Obstructive bronchitis in children: symptoms and treatment

If obstructive bronchitis is diagnosed in children, treatment should be comprehensive. Bronchitis is a very common pathology of the respiratory system among children and adults. Most often, obstructive bronchitis is diagnosed in preschool children (from 1 to 6 years). In the absence of adequate treatment, inflammation and blockage of the bronchi can cause respiratory failure. What are the etiology, clinic and treatment of this disease?

Characteristics of obstructive bronchitis

Obstructive bronchitis is the inflammation of the bronchial mucosa of various etiologies (bacterial, viral, allergic), in which the permeability of the respiratory tube is impaired. The main cause of obstruction is the accumulation of large amounts of sputum. Often, bronchitis manifests itself bronchospastic syndrome, against which the bronchus clearance diminishes. Against the background of external and internal factors in bronchi, the following changes occur:

  • inflammation;
  • edema;
  • disruption of the ciliated epithelium of the bronchial mucosa and its partial death;
  • change in the composition of the secretion of bronchi and increase its viscosity;
  • stasis of secretion;
  • violation of ventilation.

There are 2 forms of the disease: acute and recurrent. In the latter case there is a repeated development of the disease on the background of pathology of the respiratory tract with influenza, ARVI.

Etiological factors

Bronchitis in a child occurs for various reasons. Most often it is a complication of other diseases. At the same time, inflammation of the upper parts of the respiratory system is first observed, then the inflammatory process spreads downward, reaching the bronchi and even lung tissue.

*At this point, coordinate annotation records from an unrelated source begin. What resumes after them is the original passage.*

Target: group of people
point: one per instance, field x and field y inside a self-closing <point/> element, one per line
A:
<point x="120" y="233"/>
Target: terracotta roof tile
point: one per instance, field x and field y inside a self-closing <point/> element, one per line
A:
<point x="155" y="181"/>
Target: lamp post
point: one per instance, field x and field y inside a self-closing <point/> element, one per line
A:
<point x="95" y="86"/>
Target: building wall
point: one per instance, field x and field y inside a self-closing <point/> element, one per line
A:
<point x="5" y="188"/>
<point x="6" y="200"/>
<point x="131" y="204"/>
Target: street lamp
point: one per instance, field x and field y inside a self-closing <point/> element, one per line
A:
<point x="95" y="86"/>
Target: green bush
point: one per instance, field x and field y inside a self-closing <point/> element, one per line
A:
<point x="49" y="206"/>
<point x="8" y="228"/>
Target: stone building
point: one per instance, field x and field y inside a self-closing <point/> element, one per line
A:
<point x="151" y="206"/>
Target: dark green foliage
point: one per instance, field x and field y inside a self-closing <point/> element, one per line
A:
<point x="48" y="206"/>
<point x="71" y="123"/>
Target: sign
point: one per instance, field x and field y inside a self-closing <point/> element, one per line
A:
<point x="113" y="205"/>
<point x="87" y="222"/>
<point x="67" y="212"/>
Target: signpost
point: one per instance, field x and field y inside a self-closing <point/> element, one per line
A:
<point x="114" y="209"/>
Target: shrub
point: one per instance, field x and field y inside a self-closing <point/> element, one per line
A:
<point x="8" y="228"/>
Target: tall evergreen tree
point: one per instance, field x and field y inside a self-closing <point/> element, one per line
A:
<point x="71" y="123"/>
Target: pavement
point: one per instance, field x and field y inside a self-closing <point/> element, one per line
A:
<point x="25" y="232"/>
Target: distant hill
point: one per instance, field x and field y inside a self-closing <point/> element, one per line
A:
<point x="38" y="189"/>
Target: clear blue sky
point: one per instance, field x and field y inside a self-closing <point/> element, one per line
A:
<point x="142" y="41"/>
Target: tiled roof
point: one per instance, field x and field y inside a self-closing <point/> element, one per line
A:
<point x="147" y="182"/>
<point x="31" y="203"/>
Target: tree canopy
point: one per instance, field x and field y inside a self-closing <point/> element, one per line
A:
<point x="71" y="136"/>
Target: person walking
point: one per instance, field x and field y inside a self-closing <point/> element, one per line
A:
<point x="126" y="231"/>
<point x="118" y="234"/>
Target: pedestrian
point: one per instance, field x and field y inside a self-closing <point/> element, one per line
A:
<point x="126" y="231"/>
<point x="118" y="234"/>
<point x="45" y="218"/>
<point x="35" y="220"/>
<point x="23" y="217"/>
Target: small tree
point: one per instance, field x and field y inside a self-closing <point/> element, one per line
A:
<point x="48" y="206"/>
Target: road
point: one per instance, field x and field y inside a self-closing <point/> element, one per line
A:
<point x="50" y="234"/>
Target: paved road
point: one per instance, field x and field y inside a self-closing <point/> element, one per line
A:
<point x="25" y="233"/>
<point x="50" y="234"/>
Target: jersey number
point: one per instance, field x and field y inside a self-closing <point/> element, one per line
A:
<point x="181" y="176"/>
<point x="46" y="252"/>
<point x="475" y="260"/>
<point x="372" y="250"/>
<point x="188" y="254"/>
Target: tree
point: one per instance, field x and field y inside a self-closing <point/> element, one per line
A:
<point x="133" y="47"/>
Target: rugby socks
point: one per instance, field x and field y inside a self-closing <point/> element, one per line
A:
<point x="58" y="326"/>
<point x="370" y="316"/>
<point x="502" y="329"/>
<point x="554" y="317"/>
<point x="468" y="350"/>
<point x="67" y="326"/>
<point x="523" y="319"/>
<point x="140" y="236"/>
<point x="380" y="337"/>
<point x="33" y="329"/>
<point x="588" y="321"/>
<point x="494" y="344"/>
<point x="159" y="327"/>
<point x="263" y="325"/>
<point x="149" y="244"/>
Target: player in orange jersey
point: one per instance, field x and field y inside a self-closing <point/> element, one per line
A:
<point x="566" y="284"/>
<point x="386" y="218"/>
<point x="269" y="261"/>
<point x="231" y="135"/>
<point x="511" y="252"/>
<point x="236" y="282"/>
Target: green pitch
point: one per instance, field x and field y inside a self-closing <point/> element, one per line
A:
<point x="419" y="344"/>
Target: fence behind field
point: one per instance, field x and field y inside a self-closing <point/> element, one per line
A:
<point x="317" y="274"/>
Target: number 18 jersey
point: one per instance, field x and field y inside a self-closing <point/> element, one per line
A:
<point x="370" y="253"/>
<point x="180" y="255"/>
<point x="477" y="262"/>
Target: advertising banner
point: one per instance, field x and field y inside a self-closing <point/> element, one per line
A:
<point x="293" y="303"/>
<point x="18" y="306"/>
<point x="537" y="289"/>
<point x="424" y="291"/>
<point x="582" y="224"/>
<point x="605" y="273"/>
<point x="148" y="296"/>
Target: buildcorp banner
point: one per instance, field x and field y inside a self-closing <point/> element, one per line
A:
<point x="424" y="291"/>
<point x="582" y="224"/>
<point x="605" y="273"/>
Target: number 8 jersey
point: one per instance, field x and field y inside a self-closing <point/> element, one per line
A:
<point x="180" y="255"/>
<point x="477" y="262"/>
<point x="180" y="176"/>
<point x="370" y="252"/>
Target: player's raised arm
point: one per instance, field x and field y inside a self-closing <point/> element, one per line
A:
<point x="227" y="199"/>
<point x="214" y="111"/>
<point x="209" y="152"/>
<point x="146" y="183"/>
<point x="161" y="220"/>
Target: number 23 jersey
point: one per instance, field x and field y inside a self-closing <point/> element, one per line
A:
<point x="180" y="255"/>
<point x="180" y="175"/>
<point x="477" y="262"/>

The causes of obstructive bronchitis in children:
  • viral diseases (influenza, ARVI, adenovirus infection);
  • respiratory mycoplasmosis and chlamydia;
  • the presence of parasitic diseases (helminthiases);
  • aspiration if swallowing is impaired;
  • abnormalities of the esophagus;
  • gastroesophageal reflux disease;
  • malformations of the organ;
  • intrauterine pathology (fetal hypoxia, trauma);
  • premature delivery;
  • penetration of foreign objects into the bronchi;
  • allergic reactions.

Bronchitis in a child is caused by the following bacteria: staphylococci, pneumococcus, protheus, hemophilic rod, Klebsiella. Viral bronchitis occurs more often. Most often bronchitis develops in children:

  • often ill with viral diseases;
  • attending preschool institutions and schools;
  • having a genetic predisposition;
  • suffering from allergies;
  • with reduced immunity.

Risk factors for the development of obstructive bronchitis: smoking, living on an environmentally unfavorable form territory, enzyme deficiency, contact with various toxic substances (salts of heavy metals, silicon).

Clinical manifestations

The main clinical manifestation of this disease is bronchoobstructive syndrome. It is characterized by the following symptoms:
  • cough;
  • difficulty breathing;
  • periodic attacks of suffocation;
  • wheezing.

The first symptoms of the disease appear after 2-3 days from the time of the defeat of the respiratory tract. At first, children complain about coughing and runny nose. Cough first dry, paroxysmal. Children become capricious, excitable. Body temperature may increase.

As the inflammatory process develops, the cough becomes productive. Sputum can be dense and difficult to expectorate. A typical sign of obstruction is wheezing. In young children, during coughing, cyanosis of the lips is possible. A similar symptom indicates respiratory failure.

In young children against a background of similar symptoms, sleep and appetite disorders may occur. Infants are likely to experience nausea and vomiting in the presence of a strong cough. Immediately after feeding, the frequency of regurgitation of food.

The main manifestations of obstructive bronchitis in infants:
  • cry;
  • persistent cough;
  • wheezing, noisy breathing;
  • fever;
  • catarrhal phenomena (runny nose, redness of the throat).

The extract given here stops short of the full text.